There’s about an hour of magic at the beginning of Harry Potter: Hogwarts Mystery, when an owl arrives from Dumbledore with a letter bearing your name and you’re whisked off to Diagon Alley to prepare for your wizarding education. Like a lot of smartphone games, Hogwarts Mystery looks a bit basic, but it’s not lazy; it’s colourful and gently humorous. Fan-pleasing touches come in the form of dialogue voiced by actors from the Harry Potter films, cameos from beloved characters and allusions to nuggets of Potter trivia.
The enchantment fades when you get to the first story interlude, where your character becomes tangled up in Devil’s Snare. After a few seconds of furious tapping to free yourself from its clutches, your energy runs out and the game asks you to pay a couple of quid to refill it – or wait an hour or for it to recharge. Sadly, this is absolutely by design.
From this point onwards Hogwarts Mystery does everything it can to stop you from playing it. You cannot get through even a single class without being interrupted. A typical lesson now involves 90 seconds of tapping, followed by an hour of waiting (or a purchase), then another 90 seconds of tapping. An outlay of £2 every 90 seconds is not a reasonable ask. Between story missions the wait times are even more egregious: three hours, even eight hours. Hogwarts Mystery pulls the old trick of hiding the true cost of its purchases behind an in-game “gem” currency, but I worked out that you’d have to spend about £10 a day just to play Hogwarts Mystery for 20 consecutive minutes. The interruptions prevent you from forming any kind of attachment to your fellow students, or to the mystery at the heart of the story. It is like trying to read a book that asks for money every 10 pages and slams shut on your fingers if you refuse.
Without the Harry Potter trappings the game would have nothing to recommend it. The lessons quickly become dull and the writing is disappointingly bland, though it does make an effort with character dialogue. Duelling other students and casting spells are fun, but most of the time you’re just tapping. Aside from answering the odd Potter-themed question in class, you never have to engage your brain. The waits would be more bearable if there was something to do in the meantime, like exploring the castle or talking to other students. But there is nothing to find at Hogwarts, and no activity that doesn’t require yet more energy.
Harry Potter is a powerful enough fantasy to override all that, at least for a while. The presence of Snape, Flitwick or McGonagall is just enough to keep you tapping through uneventful classes and clear effort has gone into recreating the look, sound and feel of the school and its characters. But by the time I got to the end of the first year I was motivated by tenacity rather than enjoyment: I WILL play this game, however much it tries to stop me. Then came the deflating realisation that the second year was just more of the same. I felt like the game’s prisoner, grimly returning every few hours for more thin gruel.

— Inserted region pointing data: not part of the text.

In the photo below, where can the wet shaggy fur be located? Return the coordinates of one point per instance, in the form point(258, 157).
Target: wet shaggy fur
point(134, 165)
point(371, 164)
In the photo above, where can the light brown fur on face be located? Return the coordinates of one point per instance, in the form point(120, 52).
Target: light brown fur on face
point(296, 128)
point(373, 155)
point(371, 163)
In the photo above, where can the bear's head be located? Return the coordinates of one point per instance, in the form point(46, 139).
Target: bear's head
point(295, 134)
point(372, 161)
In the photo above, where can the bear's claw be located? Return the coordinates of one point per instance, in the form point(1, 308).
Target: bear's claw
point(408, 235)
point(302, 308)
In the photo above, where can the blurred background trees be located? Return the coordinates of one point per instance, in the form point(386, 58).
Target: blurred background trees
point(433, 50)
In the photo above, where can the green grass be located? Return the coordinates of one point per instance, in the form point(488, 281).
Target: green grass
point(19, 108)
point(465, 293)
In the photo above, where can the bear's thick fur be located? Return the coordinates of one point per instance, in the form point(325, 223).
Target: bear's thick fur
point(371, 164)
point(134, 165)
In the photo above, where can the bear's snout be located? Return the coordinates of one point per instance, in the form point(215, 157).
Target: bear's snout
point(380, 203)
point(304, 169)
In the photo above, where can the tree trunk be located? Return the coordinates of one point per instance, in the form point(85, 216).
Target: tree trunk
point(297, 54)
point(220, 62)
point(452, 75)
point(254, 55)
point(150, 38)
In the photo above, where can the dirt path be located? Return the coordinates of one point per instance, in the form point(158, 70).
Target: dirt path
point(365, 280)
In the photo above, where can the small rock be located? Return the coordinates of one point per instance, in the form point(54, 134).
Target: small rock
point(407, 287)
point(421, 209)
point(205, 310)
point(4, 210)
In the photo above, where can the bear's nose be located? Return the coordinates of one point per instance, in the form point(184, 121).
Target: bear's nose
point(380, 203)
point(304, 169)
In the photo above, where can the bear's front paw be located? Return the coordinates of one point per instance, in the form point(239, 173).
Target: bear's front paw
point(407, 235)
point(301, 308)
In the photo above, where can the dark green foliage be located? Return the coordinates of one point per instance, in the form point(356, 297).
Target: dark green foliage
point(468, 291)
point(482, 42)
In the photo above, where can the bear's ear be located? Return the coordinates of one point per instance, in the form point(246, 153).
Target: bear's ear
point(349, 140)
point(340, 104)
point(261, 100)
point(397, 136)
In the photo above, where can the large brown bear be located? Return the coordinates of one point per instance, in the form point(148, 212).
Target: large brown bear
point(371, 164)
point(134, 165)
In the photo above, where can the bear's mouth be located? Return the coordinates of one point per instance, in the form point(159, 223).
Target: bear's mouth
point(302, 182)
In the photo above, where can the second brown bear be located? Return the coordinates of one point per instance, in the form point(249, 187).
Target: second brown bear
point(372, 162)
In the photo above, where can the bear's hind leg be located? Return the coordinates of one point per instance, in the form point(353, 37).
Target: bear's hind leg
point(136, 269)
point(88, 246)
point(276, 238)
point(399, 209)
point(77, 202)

What is sad is that it’s so unnecessary: Harry Potter fans would need little encouragement to spend a few quid here and there on clothes or wands to customise their characters, and there are countless examples of free-to-play games that offer players the option to spend money without ruining the experience (Fortnite, Pokémon Go and Dandy Dungeon, to name three). Hogwarts Mystery’s best chance for redemption would be if developer Jam City pulled back on the absurd timers in an update – but you get the dispiriting sense that the game was designed around them.
But even if the time restrictions were removed, it wouldn’t fix the paucity of things to do in virtual Hogwarts. Harry Potter: Hogwarts Mystery is a dull game with a great concept, made borderline unplayable by its hyper-aggressive monetisation.